Il Regno Unito, un tempo pioniero nell’eolico marino, ha annullato alcune gare pubbliche per nuovi parchi, giudicando insostenibili le offerte economiche.
Negli Stati Uniti, progetti multimiliardari come quelli di Ørsted e BP sulla costa atlantica sono stati rinviati o ridimensionati.
Secondo la WindEurope Association, il rischio per l’Europa è concreto: se non si ridurrà la distanza in termini di competitività industriale, entro il 2030 il continente potrebbe perdere fino a 150.000 posti di lavoro nel settore.
L’ambizione del 2060: la neutralità come nuova potenza
La Cina non nasconde la propria ambizione: diventare leader globale nella transizione energetica entro la metà del secolo.
Nel piano Carbon Neutral 2060, Pechino prevede che oltre il 70% della capacità installata nazionale derivi da fonti rinnovabili.

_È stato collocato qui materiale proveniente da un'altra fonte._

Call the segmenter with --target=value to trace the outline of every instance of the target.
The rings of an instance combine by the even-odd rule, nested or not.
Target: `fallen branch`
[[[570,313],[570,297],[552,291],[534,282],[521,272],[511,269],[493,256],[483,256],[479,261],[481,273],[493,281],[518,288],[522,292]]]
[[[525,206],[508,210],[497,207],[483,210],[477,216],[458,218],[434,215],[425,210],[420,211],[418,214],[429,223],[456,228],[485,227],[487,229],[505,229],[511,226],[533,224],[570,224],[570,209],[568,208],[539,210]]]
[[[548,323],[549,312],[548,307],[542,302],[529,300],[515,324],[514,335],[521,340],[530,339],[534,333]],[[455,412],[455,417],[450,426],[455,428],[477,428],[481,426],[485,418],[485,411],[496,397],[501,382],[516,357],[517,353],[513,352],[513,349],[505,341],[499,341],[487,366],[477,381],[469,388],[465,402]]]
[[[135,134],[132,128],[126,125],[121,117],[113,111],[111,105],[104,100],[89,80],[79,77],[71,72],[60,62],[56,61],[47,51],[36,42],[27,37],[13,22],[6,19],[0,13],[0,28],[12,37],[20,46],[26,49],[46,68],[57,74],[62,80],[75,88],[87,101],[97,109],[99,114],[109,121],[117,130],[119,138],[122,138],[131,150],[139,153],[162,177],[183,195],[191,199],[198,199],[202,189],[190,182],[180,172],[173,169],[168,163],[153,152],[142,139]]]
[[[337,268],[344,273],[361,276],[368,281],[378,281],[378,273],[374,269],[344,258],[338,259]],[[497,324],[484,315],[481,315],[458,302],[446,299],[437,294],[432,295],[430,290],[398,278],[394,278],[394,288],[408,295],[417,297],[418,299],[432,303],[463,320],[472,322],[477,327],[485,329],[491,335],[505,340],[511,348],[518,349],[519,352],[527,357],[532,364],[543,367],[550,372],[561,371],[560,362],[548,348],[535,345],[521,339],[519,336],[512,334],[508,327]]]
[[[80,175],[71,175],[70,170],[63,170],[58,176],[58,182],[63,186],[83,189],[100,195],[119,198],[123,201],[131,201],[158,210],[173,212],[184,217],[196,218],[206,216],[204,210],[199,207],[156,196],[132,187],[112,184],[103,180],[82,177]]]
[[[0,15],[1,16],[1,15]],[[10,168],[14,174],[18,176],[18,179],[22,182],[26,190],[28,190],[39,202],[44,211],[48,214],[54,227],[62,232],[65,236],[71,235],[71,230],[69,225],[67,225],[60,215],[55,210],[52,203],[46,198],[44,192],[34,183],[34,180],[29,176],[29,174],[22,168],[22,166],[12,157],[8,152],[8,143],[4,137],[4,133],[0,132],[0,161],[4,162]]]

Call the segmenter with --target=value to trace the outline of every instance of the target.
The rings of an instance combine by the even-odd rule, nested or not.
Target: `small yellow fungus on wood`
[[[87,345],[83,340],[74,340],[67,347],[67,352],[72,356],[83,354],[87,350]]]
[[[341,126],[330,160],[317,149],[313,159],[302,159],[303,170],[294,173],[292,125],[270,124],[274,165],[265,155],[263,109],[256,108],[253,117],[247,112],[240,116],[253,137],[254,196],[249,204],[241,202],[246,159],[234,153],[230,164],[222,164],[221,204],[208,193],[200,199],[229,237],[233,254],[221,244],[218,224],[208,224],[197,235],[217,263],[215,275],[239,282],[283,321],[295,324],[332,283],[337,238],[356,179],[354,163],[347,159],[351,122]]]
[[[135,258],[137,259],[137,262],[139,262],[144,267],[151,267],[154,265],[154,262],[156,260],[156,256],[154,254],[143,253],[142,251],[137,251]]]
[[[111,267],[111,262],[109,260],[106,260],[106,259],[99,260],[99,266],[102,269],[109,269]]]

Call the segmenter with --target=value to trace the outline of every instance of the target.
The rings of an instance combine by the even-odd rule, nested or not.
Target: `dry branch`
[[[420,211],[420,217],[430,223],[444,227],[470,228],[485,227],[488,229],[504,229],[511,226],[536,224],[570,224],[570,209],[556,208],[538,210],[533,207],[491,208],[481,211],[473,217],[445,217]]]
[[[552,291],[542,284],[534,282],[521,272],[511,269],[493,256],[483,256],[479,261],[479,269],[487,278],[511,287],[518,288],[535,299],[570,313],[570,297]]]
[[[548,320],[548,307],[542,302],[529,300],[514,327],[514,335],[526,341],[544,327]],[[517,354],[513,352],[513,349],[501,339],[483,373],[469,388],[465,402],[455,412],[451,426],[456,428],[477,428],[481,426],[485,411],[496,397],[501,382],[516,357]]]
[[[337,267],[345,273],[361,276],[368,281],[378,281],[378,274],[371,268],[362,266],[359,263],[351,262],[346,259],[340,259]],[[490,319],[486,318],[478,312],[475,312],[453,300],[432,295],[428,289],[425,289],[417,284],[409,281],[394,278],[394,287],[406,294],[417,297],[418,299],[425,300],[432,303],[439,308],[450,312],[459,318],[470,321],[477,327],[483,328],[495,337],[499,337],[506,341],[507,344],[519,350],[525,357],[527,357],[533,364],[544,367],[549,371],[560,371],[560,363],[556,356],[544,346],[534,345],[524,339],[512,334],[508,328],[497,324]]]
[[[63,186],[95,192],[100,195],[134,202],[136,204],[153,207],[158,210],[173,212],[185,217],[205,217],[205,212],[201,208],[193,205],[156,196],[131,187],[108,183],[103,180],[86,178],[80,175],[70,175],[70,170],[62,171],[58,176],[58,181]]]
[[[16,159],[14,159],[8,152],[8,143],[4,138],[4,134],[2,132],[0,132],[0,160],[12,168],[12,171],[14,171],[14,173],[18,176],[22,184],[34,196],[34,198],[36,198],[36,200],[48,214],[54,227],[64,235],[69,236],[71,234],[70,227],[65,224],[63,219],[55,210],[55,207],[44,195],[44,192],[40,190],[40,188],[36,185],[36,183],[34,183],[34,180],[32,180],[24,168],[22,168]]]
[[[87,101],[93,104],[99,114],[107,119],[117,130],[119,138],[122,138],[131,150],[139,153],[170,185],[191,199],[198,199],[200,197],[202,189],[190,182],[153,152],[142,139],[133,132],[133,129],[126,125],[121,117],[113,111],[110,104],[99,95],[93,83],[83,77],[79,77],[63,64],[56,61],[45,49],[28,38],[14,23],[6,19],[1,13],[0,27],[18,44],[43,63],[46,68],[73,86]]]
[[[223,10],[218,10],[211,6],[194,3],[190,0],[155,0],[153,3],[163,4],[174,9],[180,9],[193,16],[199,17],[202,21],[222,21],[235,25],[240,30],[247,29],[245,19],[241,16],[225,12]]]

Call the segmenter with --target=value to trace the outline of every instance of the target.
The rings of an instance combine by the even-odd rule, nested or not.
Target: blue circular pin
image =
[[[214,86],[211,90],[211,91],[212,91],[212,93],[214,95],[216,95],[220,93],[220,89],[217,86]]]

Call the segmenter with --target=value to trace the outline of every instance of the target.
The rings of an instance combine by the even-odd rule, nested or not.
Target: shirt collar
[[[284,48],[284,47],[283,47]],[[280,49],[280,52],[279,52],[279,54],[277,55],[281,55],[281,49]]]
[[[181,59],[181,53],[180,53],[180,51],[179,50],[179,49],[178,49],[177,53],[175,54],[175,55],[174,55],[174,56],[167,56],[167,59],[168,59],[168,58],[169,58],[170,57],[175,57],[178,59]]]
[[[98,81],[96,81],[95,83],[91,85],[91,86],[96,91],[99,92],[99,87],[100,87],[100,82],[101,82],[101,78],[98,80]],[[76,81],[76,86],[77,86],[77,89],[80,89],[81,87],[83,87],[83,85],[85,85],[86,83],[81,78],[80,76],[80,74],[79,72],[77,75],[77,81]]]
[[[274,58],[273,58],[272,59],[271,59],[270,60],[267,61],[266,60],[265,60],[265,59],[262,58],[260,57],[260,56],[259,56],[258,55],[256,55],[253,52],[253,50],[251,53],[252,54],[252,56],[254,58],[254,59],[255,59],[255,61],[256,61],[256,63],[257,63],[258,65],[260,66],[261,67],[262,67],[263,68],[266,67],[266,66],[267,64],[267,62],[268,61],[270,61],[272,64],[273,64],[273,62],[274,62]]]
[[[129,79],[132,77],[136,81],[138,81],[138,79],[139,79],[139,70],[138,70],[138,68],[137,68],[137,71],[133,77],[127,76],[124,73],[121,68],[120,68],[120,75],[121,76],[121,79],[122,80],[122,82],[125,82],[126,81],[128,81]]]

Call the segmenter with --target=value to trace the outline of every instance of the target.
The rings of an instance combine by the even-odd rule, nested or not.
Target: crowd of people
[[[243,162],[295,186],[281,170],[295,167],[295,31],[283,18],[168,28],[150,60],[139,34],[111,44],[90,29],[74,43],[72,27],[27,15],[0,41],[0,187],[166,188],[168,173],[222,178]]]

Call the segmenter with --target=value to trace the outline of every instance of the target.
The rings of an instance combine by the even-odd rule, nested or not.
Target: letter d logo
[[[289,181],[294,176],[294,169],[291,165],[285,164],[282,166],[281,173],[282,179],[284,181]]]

Solo per l’eolico offshore, l’obiettivo è di raggiungere i 120 gigawatt entro il 2030, una cifra che supererebbe la somma di tutti gli altri Paesi messi insieme.
A sostegno del piano, il governo ha introdotto meccanismi di credito verde, incentivi fiscali e fondi dedicati alla decarbonizzazione industriale.
Ma soprattutto, ha trasformato la transizione energetica in un progetto di identità nazionale: un simbolo di orgoglio e modernità.
Come spiegano molti economisti cinesi, “ogni turbina che gira al largo delle nostre coste è un segno che il futuro può essere cinese e sostenibile al tempo stesso.”
Il vento del potere
La storia dell’energia è sempre stata una storia di egemonie.
Dall’Inghilterra del carbone agli Stati Uniti del petrolio, ogni era ha avuto il suo dominatore.
Ora, nell’epoca dell’energia pulita, il vento del Dragone soffia più forte di tutti.
Non si tratta solo di kilowatt o di emissioni: si tratta di chi detterà le regole della nuova economia mondiale.
Mentre l’Occidente discute di incentivi, Pechino costruisce fabbriche, turbine e porti.
E mentre molti vedono nella decarbonizzazione un obbligo, la Cina la interpreta come un’occasione per riscrivere gli equilibri del pianeta.
La transizione energetica è già iniziata. La vera domanda è: chi controllerà il vento?